Reperibilità del modello e modalità di presentazione – Dunque, sulla base di quanto stabilito con il DDL in esame, i contribuenti che nel periodo compreso tra il 15 ottobre 2015 e il 1° luglio 2016 sono decaduti da un precedente piano di dilazione concesso sia prima sia dopo l’entrata in vigore del D.Lgs. 159/2015, possono presentare nuova richiesta di rateazione. Tale richiesta deve essere presentata, a pena di decadenza, entro 60 giorni dalla data di entrata in vigore della legge di conversione (i 60 giorni per la presentazione della richiesta decorrono dal giorno successivo alla pubblicazione in GU della legge di conversione del DDL n. 2495). In tal caso la dilazione massima da poter richiedere non può essere superiore a 72 rate (elevabili a 120 nei casi previsti dall’attuale normativa). Sono confermati i termini previsti in caso di mancato pagamento delle rate del piano di rientro: si decade dal nuovo piano di dilazione con il mancato pagamento di due rate anche non consecutive (e non di 5 rate). La richiesta di riammissione, inoltre, può essere presentata anche qualora, le rate scadute non sono state integralmente saldate.

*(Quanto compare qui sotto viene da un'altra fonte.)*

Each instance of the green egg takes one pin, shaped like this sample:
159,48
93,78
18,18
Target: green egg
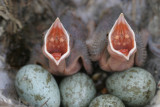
135,86
77,90
106,101
37,87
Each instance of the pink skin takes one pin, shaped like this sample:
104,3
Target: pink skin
63,50
121,47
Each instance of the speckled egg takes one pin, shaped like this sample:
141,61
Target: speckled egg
37,86
135,86
77,90
106,101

Lo stato di difficoltà finanziaria – Altra novità contenuta nel DDL approvato è l’innalzamento della soglia debitoria al di sopra della quale, se si vuole ottenere la dilazione delle somme iscritte a ruolo, occorre dimostrare la situazione di temporanea difficoltà economica. Si passa dagli attuali 50.000 euro ai nuovi 60.000 euro. Si ricorda che la temporanea situazione di difficoltà fa documentata attraverso l’attestazione ISEE (se trattasi di persona fisica) oppure attraverso il prospetto degli indici di bilancio (se trattasi di società). Il modello ISEE può essere prodotto rivolgendosi ad un CAF oppure direttamente dal cittadino attraverso l’area “Servizi al cittadino” accessibile dal sito istituzionale dell’INPS se si è dotati di apposito PIN.

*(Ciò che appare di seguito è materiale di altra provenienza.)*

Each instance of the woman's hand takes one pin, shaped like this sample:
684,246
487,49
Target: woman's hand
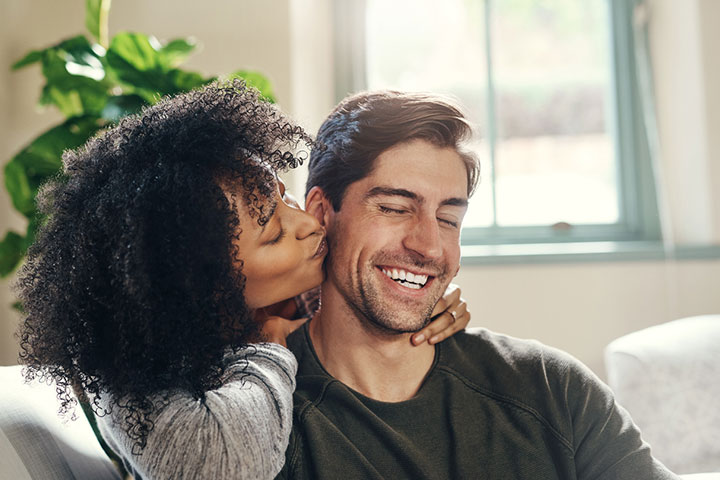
449,317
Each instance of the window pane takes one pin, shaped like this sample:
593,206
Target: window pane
426,45
554,153
554,157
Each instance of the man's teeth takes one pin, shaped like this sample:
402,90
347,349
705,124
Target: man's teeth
405,278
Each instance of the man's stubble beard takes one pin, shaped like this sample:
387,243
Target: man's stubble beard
371,309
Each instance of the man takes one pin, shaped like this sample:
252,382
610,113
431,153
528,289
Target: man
391,186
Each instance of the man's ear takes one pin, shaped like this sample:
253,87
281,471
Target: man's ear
318,205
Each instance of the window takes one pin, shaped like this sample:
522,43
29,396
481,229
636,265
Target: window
550,85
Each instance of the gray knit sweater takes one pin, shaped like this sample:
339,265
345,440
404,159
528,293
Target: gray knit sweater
238,431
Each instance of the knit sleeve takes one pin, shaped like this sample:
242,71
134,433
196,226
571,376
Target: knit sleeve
239,430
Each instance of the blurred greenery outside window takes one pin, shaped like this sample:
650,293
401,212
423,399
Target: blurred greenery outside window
550,86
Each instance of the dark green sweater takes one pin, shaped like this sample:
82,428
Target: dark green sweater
491,407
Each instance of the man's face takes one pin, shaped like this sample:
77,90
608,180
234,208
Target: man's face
395,243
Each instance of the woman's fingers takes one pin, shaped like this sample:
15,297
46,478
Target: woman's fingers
460,321
451,321
450,297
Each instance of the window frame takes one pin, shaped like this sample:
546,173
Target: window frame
638,216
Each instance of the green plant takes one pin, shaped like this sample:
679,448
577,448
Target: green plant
94,82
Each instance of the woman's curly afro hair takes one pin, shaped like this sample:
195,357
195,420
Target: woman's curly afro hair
133,286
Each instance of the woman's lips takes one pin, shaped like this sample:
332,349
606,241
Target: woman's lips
322,248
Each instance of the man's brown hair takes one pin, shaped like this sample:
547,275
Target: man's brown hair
366,124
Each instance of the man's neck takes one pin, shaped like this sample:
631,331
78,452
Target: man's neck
380,366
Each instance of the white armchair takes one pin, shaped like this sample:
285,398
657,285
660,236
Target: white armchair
668,378
35,443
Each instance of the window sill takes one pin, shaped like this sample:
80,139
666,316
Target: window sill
583,252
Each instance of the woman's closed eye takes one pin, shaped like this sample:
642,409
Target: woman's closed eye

In caso di accertamento con adesione o acquiescenza – Altra novità definitiva contenuta nel DDL approvato ieri è che chi abbia definito con l’Agenzia delle Entrate l’accertamento tramite strumenti cosiddetti deflattivi del contenzioso, quali accertamento con adesione o acquiescenza, optando per la rateizzazione e successivamente non abbia rispettato il piano di dilazione concessogli, può beneficiare nuovamente della rateazione anche se non versa gli importi scaduti. Anche in tal caso deve trattarsi di contribuente decaduto nel periodo compreso tra il 15 ottobre 2015 e il 1° luglio 2016 e la richiesta di riammissione va presentata entro 60 giorni dall’entrata in vigore del DDL (ossia entro 60 giorni a decorrere dal giorno successivo alla sua pubblicazione in GU).